I grew up on the west coast of Canada among the mountains and cedar trees. I’m not much into putting down roots–I love moving around–but roots have minds of their own. Mine go deep into those mountains and are entwined with the cedars, and no matter where I live, there’s a part of me that always, always longs for home. It’s a magic place which never lets go, and that’s all there is to it. I’m pretty sure that magic is what started me writing paranormals, because I wrote my first at only eight years old.
I lived in Oxford, England for a year when I was twelve, and I have roots there, too, but they’re mostly cultural. My ancestors are English, with some Scots and Irish farther back. Oxford is heavy with the magic of centuries. I loved it there–everything from playing twosy-ball against the school wall, to helping out at an archaeological dig, to spending my pocket money in Blackwell’s bookshop. I think it’s that year in England, coupled with all the Brit lit I read as a child, that inspired me to write historicals. My foray into teen melodrama, best forgotten, also sprang from that year in England.
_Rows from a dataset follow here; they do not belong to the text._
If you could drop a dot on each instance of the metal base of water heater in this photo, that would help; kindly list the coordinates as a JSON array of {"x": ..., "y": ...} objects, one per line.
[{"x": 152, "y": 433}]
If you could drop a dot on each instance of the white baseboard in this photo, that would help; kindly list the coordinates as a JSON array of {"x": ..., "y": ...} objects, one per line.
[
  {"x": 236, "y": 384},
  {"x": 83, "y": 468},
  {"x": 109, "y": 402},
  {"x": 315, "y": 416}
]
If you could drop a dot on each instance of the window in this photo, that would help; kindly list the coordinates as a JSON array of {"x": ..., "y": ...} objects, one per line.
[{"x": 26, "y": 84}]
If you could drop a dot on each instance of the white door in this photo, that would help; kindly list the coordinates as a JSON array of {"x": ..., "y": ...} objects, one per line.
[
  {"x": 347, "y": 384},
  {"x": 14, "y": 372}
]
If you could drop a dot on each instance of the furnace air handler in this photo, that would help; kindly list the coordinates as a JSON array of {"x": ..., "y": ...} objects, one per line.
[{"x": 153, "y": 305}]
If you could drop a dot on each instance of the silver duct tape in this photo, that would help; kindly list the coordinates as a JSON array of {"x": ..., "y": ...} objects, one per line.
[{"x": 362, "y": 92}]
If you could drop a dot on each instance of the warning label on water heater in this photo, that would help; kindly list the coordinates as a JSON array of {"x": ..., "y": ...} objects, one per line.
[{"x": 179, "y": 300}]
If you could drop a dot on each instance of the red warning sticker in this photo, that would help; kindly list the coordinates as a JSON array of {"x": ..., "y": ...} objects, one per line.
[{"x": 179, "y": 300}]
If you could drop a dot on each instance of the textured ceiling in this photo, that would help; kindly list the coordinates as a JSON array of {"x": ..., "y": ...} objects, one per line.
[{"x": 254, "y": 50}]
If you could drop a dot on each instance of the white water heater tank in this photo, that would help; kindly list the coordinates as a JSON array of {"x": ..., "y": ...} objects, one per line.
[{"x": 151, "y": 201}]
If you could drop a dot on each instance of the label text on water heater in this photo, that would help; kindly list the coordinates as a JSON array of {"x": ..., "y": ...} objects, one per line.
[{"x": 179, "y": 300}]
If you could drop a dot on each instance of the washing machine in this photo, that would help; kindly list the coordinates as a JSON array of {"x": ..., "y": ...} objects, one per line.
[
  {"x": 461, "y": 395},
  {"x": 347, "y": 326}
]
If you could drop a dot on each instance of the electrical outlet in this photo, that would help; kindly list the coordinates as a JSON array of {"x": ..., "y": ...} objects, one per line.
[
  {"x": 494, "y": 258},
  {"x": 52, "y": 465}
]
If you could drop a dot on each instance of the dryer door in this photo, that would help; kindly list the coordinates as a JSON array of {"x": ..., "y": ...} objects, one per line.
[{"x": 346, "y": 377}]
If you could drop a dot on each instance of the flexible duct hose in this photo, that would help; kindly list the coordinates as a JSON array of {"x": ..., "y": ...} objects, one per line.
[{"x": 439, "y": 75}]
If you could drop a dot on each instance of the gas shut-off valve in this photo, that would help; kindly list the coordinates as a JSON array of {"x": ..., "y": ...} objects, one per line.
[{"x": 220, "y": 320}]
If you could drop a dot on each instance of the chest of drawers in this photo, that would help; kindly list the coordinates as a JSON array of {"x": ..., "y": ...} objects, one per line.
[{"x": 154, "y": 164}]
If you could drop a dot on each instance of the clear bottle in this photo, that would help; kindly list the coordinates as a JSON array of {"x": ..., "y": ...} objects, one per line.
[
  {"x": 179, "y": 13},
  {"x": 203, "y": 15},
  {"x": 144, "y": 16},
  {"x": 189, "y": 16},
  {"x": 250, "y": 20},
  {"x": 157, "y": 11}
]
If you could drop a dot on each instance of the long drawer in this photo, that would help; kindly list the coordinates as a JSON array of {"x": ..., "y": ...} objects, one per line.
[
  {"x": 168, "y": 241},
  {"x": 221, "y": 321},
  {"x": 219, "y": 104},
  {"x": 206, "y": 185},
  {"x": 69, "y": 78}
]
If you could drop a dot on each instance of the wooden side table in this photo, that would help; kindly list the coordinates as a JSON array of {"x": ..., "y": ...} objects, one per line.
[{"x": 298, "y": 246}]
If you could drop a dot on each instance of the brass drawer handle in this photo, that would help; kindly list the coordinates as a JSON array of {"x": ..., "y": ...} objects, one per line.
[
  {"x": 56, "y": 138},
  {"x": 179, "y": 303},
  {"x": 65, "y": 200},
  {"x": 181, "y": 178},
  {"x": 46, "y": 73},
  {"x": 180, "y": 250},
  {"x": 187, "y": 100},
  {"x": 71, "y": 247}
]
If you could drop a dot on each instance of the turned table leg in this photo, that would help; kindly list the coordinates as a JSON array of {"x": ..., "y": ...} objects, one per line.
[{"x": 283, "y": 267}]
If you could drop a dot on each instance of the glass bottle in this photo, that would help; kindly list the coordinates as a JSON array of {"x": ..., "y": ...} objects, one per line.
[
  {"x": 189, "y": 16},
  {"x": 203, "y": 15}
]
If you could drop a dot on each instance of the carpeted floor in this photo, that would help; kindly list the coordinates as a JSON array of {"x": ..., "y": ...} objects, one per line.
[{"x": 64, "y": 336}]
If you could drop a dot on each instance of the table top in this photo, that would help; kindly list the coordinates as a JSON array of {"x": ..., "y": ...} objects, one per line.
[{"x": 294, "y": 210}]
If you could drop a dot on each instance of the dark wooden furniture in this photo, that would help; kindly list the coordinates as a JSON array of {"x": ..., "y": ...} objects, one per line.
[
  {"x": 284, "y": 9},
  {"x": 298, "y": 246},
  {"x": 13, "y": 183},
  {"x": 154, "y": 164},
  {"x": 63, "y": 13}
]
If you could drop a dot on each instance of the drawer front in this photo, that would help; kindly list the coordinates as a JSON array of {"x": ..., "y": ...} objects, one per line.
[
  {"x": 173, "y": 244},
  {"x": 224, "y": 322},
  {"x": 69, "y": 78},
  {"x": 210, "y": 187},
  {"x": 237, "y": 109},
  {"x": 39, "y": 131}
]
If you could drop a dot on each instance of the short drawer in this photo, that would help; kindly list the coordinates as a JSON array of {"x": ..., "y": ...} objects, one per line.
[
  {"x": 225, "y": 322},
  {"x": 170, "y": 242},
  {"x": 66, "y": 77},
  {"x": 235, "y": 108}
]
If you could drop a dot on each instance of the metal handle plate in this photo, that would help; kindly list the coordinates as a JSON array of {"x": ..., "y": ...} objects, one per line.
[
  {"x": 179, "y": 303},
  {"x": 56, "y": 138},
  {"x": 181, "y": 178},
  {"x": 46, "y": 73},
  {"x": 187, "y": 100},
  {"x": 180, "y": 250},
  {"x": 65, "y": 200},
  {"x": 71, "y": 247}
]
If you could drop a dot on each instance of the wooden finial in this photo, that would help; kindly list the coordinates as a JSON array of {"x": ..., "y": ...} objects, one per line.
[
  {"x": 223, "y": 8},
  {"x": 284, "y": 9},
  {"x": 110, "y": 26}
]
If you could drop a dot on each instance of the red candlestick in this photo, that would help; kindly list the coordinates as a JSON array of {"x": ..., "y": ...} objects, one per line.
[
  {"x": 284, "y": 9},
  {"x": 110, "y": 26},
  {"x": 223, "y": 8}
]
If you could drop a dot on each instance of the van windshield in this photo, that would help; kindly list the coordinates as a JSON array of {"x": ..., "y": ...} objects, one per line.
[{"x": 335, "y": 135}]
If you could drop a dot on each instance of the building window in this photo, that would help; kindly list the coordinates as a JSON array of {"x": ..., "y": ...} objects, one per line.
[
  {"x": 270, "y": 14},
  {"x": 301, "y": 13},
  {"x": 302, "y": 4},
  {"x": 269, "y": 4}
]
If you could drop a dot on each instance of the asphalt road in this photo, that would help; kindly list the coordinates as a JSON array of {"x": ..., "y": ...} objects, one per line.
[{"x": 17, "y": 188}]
I spent several years in Montreal, and now and then I miss the winters–they’re long, but nothing beats the cold, bright, silent magic of a winter’s night. And the French spoken all around me–I miss that, too. Sometime during the years in Quebec and on into the move to Georgia, I started writing paranormals again, in the form of fantasy for my kids. This resulted in my middle grade novel, The Secret of the Stolen Mandolin.
I live in Georgia and spend a lot of time in south Louisiana, so now I have roots in the southern U.S. as well. I love the dense, humid air (well, usually), the lightning bugs and kudzu (so spooky), the live oaks and resurrection fern. On my first trip to Louisiana, I succumbed to the magic of New Orleans. I love it all: Bourbon Street, beignets and the levee, the Mardi Gras parades, the spicy food and hot nights, the dark and lovely moods of the French Quarter, and the swamps to the north. New Orleans is my inspiration for the funky little town of Bayou Gavotte, with its fetish clubs… and vampires… and who knows what else.